Today, more and more restaurants and chefs are preparing dishes with foraged ingredients from wild plants. Foragers and chefs are always happy to share whatever they’ve found! Beech nuts can be made into an oil as well, while very young beech leaves can also be used to spice up salads and/or pesto to add a slightly tangy flavour.
Did you know?
Beech trees are tall trees that dominate our forests. Their giant trunks soar up into the sky like columns. Their first branches are often 10m off the ground or even higher. These trees grow as high as possible into the sky so that their foliage can bask in as much sunlight as possible.
Their leaves are incredibly well arranged, allowing them to capture even the slightest hint of sunlight. Using the sun’s energy, the tree makes its own food that it needs to thrive.
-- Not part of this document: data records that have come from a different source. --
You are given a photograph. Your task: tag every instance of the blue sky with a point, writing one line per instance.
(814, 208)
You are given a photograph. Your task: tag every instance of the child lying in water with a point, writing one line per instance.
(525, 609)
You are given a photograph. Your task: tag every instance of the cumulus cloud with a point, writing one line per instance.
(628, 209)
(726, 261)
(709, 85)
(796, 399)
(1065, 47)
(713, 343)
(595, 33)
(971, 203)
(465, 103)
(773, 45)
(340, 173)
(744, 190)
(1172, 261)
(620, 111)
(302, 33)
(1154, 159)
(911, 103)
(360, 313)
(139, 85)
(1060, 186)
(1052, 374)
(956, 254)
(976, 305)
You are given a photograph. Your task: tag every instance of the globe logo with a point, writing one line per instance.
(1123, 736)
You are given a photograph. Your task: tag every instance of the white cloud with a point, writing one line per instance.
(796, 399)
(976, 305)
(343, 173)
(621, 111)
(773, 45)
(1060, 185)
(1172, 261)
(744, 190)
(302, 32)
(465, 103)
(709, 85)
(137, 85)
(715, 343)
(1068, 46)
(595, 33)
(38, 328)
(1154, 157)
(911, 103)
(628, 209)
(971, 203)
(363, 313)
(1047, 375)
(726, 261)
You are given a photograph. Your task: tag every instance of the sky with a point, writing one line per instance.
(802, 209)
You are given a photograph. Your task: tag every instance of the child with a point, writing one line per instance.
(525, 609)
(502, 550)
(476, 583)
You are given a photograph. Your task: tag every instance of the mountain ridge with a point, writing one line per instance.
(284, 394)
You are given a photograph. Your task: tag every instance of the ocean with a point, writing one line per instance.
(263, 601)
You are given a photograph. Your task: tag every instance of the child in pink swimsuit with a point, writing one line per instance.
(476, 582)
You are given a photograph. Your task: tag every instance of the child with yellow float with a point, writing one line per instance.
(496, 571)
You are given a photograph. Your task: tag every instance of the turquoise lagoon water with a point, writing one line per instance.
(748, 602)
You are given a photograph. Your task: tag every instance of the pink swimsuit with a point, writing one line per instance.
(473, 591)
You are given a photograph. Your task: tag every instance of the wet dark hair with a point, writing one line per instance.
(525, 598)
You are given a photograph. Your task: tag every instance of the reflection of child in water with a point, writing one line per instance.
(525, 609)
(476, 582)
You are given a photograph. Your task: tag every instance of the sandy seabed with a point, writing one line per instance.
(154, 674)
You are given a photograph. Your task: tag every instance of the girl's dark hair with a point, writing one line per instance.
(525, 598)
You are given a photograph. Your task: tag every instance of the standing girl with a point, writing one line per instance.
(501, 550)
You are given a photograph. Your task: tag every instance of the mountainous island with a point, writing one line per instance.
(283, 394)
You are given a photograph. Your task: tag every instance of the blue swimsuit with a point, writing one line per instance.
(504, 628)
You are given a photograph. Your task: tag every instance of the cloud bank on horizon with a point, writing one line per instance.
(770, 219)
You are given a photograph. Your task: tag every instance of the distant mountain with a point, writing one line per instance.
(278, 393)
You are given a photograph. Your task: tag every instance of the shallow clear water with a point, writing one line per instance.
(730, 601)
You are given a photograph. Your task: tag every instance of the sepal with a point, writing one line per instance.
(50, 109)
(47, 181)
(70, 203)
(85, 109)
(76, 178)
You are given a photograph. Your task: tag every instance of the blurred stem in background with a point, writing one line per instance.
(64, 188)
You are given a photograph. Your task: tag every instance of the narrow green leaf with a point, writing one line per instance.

Tall beech trees are able to combine their foliage with their neighbours to create a thick canopy that filters the sun’s rays. This acts like a huge sunshade, protecting younger beech trees underneath from being scorched in strong sunlight. Only around 3–5% of the sun’s light makes it through the canopy.
So, how do the younger beech trees manage to produce enough food for themselves? The larger beech trees share nutrients and food with their younger relatives through their roots, forming a cooperative community. The mastery of sunlight filtering combined with this amazing system of exchange via the roots helps to ensure future generations of beech for this tree community.
The benefits of beech trees
These trees have very dense, abundant foliage that provides large amounts of oxygen. By producing pure, new oxygen, they purify the air in a way that is beneficial for human lungs. The leaves also filter fine particles from the air quite well, as well as filtering large amounts of air pollution. They are particularly effective at absorbing CO2, the greenhouse gas famously responsible for global warming, which gets stored in the wood as a form of carbon. The shade that these trees cast is also particularly efficient at cooling the surrounding air.
Beech trees are the most common species in the Sonian Forest, which functions as a vast green lung, air filter and air conditioner for the city of Brussels.
How to recognise a common beech
oval-shaped, with softly waving edges (undulate); small, soft eyelashes on younger leaves
soft green in spring; shiny dark green in summer; orangey brown in autumn; and still visible for part of winter (marcescence)
beech nuts, spiky shells with dark brown triangular seeds inside
long, hard, very pointed, with scales, and brown/ochre in colour; clearly visible during winter
Specifics about this pair of trees
When you turn the corner from Chaussée de Waterloo into Rue Renier Chalon, you can already see this pair of trees in the distance. They can also be seen from the far end of Rue Léon Jouret. For children on their way to Plaine de Jeux Renier Chalon, these trees are a sign that they are nearly there!
These beech trees are positioned like two benevolent guardians at the playground’s main entrance. Their branches reach over the top of the railings. Forming a small tunnel with their foliage, these trees encourage everyone who passes underneath them to switch their mood to one of relaxation and letting loose. Light can be seen at the end of this tunnel, with parents chatting on benches and children running around playing games.
From the moment you enter the park, these trees set the tone and mood. Bringing a touch of green to the playground, they make the space look particularly inviting. Without these two beech trees, the playground would look more like an open expanse of sand and tarmac, planted with only a few smaller trees. This would be much less welcoming, and also very hot in the summer months.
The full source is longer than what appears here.